Честертон совершенно верно замечал, что даже природой нельзя восхищаться без известной веры, хотя бы самой смутной и неосознанной. Я добавлю: не только для созерцания природной красоты нужно хотя бы смутное чувство мировой цельности, неслучайности луны, неба и созерцающего их человека, но в самом этом созерцании скрыта мысль о таком единстве. Чтобы видеть красоту вне нас, нужно иметь ее в себе. Если бы внутри нас не было меры прекрасного, и звезды, и горы, и звери остались бы те же — но на них было бы некому смотреть. Однако Честертон не угадал последней возможности восхищения природой: восхищения с точки зрения целесообразности и силы, выражаемого словами: «Смотрите — тигр! Какая великолепная машина для убийства!» Это восхищение можно было бы назвать бесовским; в наши дни оно особенно распространилось.
Все виды искусства, затронутые обессмысливанием внутренней жизни, вырождаются. Живопись, наверное, пала первой. Массы научились «ценить» бессмысленные картины, но это — не художественная оценка, а скорее дрессировка, взывающая к подделке под эстетическое чувство. «Нам не понятно — значит, тут глубина!» Над этой «эстетикой» издевался еще Ницше. Свойственное нашему времени уравнение личного развития, неотделимое от понижения среднего уровня, привело к тому, что мерой ценности картины стала сумма, которую можно за нее получить. Хотелось бы знать: если некто уничтожит подлинник «Черного квадрата» и поместит на его месте подделку — заметит ли восхищенная публика замену?

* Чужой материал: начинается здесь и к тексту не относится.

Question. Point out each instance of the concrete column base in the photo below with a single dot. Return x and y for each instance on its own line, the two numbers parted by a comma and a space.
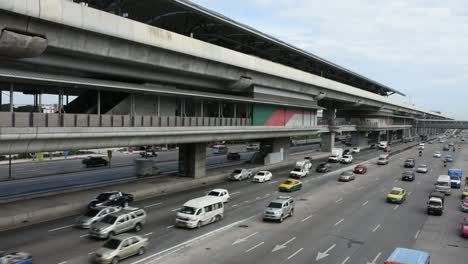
192, 160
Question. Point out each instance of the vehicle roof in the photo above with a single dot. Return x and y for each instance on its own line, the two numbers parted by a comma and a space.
405, 255
218, 190
202, 201
282, 199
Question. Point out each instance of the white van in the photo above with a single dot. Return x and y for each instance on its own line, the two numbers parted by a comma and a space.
200, 211
443, 184
219, 149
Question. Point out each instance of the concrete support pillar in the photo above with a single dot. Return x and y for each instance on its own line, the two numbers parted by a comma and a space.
11, 98
327, 141
99, 103
359, 139
192, 160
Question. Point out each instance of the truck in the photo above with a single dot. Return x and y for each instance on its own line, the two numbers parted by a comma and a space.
455, 178
435, 205
408, 256
337, 154
301, 169
383, 144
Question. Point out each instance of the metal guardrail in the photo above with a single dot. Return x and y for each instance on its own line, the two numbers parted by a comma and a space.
21, 119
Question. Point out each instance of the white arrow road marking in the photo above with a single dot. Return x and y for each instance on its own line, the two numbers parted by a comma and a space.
307, 218
375, 259
59, 228
254, 247
279, 247
346, 260
339, 222
295, 253
151, 205
321, 255
240, 240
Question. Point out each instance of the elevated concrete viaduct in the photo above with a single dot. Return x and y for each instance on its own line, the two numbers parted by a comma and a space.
133, 84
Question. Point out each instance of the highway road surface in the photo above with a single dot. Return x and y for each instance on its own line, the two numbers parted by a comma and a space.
333, 222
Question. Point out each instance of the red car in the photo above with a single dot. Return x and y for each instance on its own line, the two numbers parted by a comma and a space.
464, 227
360, 169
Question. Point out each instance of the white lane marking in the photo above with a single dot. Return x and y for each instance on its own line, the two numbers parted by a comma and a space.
279, 247
254, 247
240, 240
295, 253
375, 259
307, 218
321, 255
151, 205
417, 234
59, 228
346, 260
339, 222
375, 229
189, 242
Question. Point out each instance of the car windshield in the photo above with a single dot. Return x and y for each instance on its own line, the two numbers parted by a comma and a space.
91, 213
109, 219
188, 210
112, 244
443, 183
103, 196
275, 205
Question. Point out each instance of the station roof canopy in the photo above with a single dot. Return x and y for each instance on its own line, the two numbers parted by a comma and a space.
187, 18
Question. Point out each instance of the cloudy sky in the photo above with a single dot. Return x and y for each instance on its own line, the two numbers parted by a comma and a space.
419, 47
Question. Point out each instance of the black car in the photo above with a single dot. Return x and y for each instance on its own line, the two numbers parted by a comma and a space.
111, 199
323, 167
408, 176
95, 161
409, 163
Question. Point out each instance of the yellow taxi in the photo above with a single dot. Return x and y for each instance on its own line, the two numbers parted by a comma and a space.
396, 195
465, 192
290, 185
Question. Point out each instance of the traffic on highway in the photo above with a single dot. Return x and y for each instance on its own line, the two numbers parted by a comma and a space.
355, 212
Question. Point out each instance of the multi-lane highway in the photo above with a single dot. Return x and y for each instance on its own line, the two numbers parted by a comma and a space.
92, 177
345, 222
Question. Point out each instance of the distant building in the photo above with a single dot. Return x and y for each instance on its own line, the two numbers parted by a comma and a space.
49, 108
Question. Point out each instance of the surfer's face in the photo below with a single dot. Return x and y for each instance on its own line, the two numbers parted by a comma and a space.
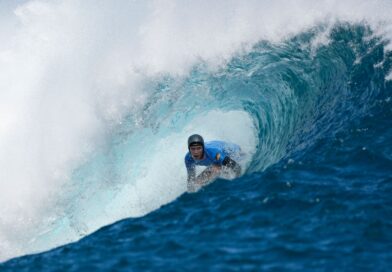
196, 152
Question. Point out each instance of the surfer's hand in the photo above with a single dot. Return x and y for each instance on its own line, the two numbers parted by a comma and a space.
216, 169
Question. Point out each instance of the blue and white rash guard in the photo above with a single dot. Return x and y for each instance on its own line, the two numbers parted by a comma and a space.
214, 153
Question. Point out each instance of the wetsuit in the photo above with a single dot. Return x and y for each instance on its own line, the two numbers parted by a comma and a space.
215, 153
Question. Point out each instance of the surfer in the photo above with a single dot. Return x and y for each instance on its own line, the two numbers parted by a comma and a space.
216, 155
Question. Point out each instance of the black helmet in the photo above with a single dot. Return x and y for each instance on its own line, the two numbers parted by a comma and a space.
195, 139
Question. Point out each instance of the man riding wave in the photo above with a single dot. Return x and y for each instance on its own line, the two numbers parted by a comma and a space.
218, 156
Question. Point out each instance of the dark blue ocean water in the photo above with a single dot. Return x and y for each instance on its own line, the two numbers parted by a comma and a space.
317, 195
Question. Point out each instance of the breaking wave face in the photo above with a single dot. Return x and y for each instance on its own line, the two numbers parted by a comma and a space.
97, 99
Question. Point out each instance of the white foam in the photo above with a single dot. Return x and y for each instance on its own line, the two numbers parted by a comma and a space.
70, 70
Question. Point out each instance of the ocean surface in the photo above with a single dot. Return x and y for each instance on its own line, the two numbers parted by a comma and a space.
94, 139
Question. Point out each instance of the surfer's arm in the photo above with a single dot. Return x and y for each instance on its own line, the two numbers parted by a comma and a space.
208, 175
191, 177
229, 163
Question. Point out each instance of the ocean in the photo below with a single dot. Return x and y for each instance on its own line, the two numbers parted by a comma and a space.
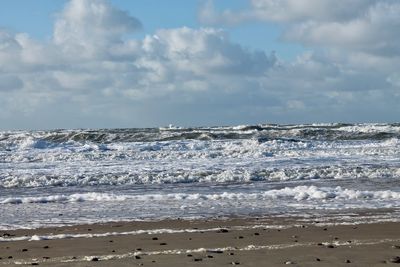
67, 177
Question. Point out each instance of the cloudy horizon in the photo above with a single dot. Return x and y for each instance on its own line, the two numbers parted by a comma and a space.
106, 64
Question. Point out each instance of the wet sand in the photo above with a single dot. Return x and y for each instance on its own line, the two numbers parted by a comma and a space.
244, 242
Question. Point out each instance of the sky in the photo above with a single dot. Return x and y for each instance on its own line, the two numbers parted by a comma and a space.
148, 63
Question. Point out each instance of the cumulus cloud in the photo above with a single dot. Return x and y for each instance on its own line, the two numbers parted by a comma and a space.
360, 25
92, 73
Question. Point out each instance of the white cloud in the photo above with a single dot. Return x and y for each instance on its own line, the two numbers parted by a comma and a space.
92, 74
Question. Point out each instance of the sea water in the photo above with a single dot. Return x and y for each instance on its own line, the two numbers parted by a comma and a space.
63, 177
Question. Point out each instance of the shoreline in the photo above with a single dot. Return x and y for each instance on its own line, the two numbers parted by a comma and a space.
245, 241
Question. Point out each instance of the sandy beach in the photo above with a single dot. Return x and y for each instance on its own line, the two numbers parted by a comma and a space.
244, 242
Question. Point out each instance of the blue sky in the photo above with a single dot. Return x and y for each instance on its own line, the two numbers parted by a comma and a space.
115, 63
37, 17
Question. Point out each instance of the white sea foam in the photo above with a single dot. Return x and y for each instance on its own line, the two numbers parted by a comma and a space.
295, 168
298, 193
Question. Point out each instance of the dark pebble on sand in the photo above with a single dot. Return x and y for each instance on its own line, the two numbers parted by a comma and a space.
395, 259
215, 251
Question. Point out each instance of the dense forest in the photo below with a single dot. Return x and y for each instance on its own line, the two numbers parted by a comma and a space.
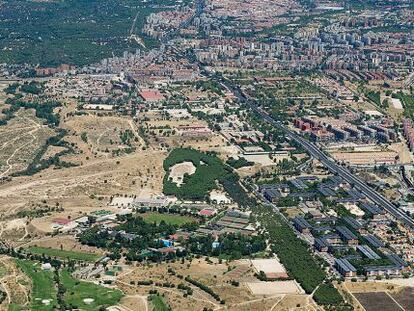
75, 32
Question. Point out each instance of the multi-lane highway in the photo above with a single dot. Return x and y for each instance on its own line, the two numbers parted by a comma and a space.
326, 160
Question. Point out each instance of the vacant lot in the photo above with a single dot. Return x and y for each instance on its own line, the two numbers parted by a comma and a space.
377, 301
14, 283
405, 297
20, 141
87, 295
43, 288
53, 252
167, 218
104, 136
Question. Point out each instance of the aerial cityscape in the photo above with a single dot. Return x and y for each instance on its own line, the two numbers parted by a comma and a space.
207, 155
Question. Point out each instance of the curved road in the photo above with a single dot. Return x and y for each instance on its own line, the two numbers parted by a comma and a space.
327, 161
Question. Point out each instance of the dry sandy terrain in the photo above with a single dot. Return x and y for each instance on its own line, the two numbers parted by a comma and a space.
217, 277
20, 139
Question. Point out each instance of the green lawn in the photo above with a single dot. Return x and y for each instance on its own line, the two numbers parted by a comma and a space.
168, 218
53, 252
77, 291
42, 288
158, 303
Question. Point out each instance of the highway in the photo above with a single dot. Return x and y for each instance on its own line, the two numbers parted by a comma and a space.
314, 151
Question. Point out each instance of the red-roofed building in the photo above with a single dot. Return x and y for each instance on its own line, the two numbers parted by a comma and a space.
151, 96
208, 212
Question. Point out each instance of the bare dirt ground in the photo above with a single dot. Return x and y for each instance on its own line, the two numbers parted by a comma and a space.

С литературой происходит то же самое. Писать роман о студенте Раскольникове, например, стоит только в том случае, если жизнь этого студента имеет смысл. О бессмысленном происшествии — убийстве старушки-процентщицы — можно сообщить в уголовной хронике, наряду с другими пряными новостями. На это можно возразить: и неверующие писатели в прежние времена сочиняли хорошие книги. Я бы ответил, что «неверие» этих писателей было исключительно головным, поверхностным; они принимали всю лестницу ценностей и смыслов, которую принимают и верующие, отказываясь только от ее возглавления — от Бога. Последовательное неверие — то есть внутренняя пустота, бессвязность впечатлений, утрата ценностей — вообще непроизводительно. Писателю, пораженному этим недугом, остается только щекотать чувственность читателя, всячески «удивлять»; ему остаются кропотливо собранные факты, словечки, цитаты, из которых он строит свой балаган. Обломки чужих смыслов становятся его пищей и материалом для литературного дома… Однако жить в этом доме нельзя.
Всё, что может создать эпоха безверия — пестрый, разнообразный поток ощущений, привлекательный для толпы, но лишенный всякого содержания. Череда «великих» писателей проходит перед народами, и ни один из них не оставит по себе памяти.
Мы — то, во что верим. Тот, кто поверил в Ничто, сам выбрал свою судьбу.